# Data Mining Coursework - Spring 2023

Katerina Marie (Katya) Reichert - 33781583

I worked and submitted alone :)

# Part 2 - Credit Risk Analysis

This task is based on a real credit risk data, and is to predict a response variable Y which represents a credit card default payment (Yes = 1, No = 0), using the 23 input variables as follows:

| Variable | Description |
| :- | :- |
| X1 | Amount of the given credit (NT dollar): it includes both the individual consumer credit and his/her family (supplementary) credit. |
| X2 | Gender (1 = male; 2 = female). |
| X3 | Education (1 = graduate school; 2 = university; 3 = high school; 4 = others). |
| X4 | Marital status (1 = married; 2 = single; 3 = others). |
| X5 | Age (year). |
| X6 - X11 | History of past payment.

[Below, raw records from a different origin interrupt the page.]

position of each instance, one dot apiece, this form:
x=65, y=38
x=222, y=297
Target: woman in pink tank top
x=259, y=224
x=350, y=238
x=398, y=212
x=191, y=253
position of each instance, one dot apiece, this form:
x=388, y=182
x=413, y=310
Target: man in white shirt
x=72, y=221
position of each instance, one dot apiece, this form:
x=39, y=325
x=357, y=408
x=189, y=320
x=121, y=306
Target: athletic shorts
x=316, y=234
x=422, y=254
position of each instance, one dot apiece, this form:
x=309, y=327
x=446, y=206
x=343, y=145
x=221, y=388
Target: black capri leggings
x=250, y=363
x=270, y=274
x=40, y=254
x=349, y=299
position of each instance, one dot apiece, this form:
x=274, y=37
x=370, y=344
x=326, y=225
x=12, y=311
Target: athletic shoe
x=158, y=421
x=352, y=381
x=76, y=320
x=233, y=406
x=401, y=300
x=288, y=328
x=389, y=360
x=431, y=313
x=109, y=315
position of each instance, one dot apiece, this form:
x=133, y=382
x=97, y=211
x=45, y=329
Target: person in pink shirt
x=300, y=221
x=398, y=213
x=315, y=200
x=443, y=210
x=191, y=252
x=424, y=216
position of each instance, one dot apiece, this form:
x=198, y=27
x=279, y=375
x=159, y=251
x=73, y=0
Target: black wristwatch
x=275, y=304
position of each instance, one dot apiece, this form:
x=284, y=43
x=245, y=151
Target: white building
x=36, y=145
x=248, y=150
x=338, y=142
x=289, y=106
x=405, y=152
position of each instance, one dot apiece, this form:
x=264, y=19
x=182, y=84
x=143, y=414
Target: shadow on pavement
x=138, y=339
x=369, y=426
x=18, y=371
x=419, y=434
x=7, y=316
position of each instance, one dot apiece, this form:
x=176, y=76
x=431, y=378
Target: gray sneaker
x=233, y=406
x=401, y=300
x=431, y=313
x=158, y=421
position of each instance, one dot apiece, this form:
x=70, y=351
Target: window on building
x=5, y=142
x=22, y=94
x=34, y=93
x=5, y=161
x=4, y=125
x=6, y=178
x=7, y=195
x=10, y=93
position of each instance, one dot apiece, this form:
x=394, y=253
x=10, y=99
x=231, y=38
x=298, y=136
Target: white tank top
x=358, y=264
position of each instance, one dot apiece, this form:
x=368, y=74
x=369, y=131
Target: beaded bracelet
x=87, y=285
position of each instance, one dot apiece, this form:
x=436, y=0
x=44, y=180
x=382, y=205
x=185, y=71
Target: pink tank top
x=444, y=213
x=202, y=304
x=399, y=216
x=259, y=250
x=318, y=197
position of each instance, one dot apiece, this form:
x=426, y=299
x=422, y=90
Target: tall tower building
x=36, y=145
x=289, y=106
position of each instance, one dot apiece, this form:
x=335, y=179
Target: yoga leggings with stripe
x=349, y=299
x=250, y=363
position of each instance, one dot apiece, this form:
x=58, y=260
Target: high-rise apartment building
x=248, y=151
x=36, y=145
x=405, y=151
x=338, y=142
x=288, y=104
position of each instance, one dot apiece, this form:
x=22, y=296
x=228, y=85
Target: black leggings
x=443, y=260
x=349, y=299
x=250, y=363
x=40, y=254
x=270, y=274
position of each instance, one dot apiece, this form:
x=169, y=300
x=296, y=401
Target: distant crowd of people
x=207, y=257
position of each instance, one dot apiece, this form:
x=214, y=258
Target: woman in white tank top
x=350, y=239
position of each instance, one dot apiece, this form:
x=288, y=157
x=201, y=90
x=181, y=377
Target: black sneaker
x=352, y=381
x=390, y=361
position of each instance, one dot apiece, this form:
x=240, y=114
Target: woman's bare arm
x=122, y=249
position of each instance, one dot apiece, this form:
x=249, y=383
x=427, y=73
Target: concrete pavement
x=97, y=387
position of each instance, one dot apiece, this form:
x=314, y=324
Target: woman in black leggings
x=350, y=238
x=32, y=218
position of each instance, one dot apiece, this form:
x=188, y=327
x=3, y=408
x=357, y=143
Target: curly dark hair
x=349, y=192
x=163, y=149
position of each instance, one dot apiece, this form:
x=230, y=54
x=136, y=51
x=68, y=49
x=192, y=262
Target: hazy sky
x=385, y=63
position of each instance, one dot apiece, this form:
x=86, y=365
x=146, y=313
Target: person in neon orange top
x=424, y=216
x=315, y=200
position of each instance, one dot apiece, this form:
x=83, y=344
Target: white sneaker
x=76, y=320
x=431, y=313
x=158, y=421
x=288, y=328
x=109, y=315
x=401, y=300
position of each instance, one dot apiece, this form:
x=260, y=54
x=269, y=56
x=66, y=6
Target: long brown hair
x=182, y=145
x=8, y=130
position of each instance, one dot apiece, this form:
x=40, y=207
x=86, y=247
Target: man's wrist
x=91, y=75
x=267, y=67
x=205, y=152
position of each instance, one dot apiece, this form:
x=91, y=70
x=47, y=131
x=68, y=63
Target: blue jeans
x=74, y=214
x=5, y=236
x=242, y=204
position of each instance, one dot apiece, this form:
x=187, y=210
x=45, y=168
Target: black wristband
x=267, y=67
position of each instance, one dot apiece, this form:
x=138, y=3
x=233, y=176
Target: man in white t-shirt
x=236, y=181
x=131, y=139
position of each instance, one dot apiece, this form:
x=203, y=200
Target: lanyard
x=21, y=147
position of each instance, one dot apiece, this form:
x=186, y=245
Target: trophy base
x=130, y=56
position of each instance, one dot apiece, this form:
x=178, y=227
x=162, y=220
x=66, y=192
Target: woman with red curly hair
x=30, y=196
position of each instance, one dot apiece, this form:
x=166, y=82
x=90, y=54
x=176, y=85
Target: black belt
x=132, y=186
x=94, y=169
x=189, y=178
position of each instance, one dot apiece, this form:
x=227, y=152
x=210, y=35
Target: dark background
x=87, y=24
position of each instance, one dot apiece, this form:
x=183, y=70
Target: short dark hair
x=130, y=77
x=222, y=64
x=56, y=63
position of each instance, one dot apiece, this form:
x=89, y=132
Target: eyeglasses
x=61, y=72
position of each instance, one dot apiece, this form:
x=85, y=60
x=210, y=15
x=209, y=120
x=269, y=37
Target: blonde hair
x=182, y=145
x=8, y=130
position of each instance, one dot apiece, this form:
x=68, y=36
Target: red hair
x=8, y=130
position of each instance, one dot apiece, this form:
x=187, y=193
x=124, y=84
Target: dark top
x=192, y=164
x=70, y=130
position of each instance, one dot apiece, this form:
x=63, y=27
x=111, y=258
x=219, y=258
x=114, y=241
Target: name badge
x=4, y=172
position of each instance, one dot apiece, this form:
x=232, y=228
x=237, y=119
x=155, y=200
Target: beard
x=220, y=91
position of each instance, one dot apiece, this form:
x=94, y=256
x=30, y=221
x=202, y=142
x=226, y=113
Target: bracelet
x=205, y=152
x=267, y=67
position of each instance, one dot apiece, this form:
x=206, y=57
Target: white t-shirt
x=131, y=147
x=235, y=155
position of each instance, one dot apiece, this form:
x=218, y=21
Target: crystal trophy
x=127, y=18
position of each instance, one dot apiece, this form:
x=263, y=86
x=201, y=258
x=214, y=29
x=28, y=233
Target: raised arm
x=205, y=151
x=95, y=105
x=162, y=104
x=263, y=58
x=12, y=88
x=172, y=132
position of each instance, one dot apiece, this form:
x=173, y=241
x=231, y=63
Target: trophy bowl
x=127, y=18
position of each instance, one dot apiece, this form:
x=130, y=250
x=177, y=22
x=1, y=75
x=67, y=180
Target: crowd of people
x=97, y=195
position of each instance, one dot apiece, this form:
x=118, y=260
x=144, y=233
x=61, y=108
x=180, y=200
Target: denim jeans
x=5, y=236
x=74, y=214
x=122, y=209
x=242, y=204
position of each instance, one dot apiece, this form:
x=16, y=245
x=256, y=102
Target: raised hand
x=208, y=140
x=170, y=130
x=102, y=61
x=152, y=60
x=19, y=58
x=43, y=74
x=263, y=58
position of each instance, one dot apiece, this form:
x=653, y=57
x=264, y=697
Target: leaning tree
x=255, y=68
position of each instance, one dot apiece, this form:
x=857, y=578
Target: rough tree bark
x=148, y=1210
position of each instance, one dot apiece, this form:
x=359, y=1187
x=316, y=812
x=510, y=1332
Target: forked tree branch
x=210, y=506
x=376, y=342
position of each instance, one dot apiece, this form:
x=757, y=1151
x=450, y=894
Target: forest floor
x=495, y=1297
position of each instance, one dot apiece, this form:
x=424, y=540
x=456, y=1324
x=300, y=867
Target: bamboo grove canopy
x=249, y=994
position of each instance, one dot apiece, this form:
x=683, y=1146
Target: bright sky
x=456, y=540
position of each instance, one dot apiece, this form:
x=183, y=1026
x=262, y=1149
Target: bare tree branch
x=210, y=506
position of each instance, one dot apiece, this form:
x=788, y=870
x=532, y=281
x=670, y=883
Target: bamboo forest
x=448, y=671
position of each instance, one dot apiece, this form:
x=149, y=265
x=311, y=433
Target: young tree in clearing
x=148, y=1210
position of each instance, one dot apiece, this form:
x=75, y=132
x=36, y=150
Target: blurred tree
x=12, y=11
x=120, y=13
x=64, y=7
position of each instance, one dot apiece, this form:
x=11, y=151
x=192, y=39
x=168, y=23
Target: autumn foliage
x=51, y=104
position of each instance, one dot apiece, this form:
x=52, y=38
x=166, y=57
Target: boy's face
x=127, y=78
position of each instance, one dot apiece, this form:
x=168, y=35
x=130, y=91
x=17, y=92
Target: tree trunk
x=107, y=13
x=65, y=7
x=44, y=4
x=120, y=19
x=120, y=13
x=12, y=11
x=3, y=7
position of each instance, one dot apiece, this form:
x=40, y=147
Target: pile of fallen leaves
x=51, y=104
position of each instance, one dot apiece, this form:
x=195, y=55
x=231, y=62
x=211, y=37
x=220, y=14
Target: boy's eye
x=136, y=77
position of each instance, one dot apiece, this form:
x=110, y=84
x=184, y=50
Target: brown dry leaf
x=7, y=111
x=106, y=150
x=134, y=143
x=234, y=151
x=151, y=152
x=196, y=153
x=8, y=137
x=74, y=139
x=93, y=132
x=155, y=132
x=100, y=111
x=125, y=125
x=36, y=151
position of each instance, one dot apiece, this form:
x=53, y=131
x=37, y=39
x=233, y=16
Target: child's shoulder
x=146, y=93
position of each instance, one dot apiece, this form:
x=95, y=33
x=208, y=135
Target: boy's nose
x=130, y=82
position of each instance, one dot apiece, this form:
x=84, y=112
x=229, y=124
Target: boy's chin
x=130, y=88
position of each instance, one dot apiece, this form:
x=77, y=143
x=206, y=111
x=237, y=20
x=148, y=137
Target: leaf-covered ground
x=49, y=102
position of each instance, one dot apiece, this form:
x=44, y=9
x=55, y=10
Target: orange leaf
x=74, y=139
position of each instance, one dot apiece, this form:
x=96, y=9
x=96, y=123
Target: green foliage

One tracked the past monthly payment records (from April to September, 2005) as follows: X6 = the repayment status in September, 2005; X7 = the repayment status in August, 2005; . . .;X11 = the repayment status in April, 2005. The measurement scale for the repayment status is: -1 = pay duly; 1 = payment delay for one month; 2 = payment delay for two months; . . .; 8 = payment delay for eight months; 9 = payment delay for nine months and above. |
| X12 - X17 | Amount of bill statement (NT dollar). X12 = amount of bill statement in September, 2005; X13 = amount of bill statement in August, 2005; . . .; X17 = amount of bill statement in April, 2005. |
| X18 - X23 | Amount of previous payment (NT dollar). X18 = amount paid in September, 2005; X19 = amount paid in August, 2005; . . .;X23 = amount paid in April, 2005. |

### Main Task:

Using Python and any relevant libraries, you are required to build the best predictive model by tuning models using cross validation on the training dataset with each of the following algorithms discussed in this module: 

- k-Nearest Neighbours
- Decision Trees
- Random Forest
- Bagging
- AdaBoost
- SVM

Out of the models tuned with the above algorithms, select the best model and clearly justify your choice, and evaluate its performances on the test set.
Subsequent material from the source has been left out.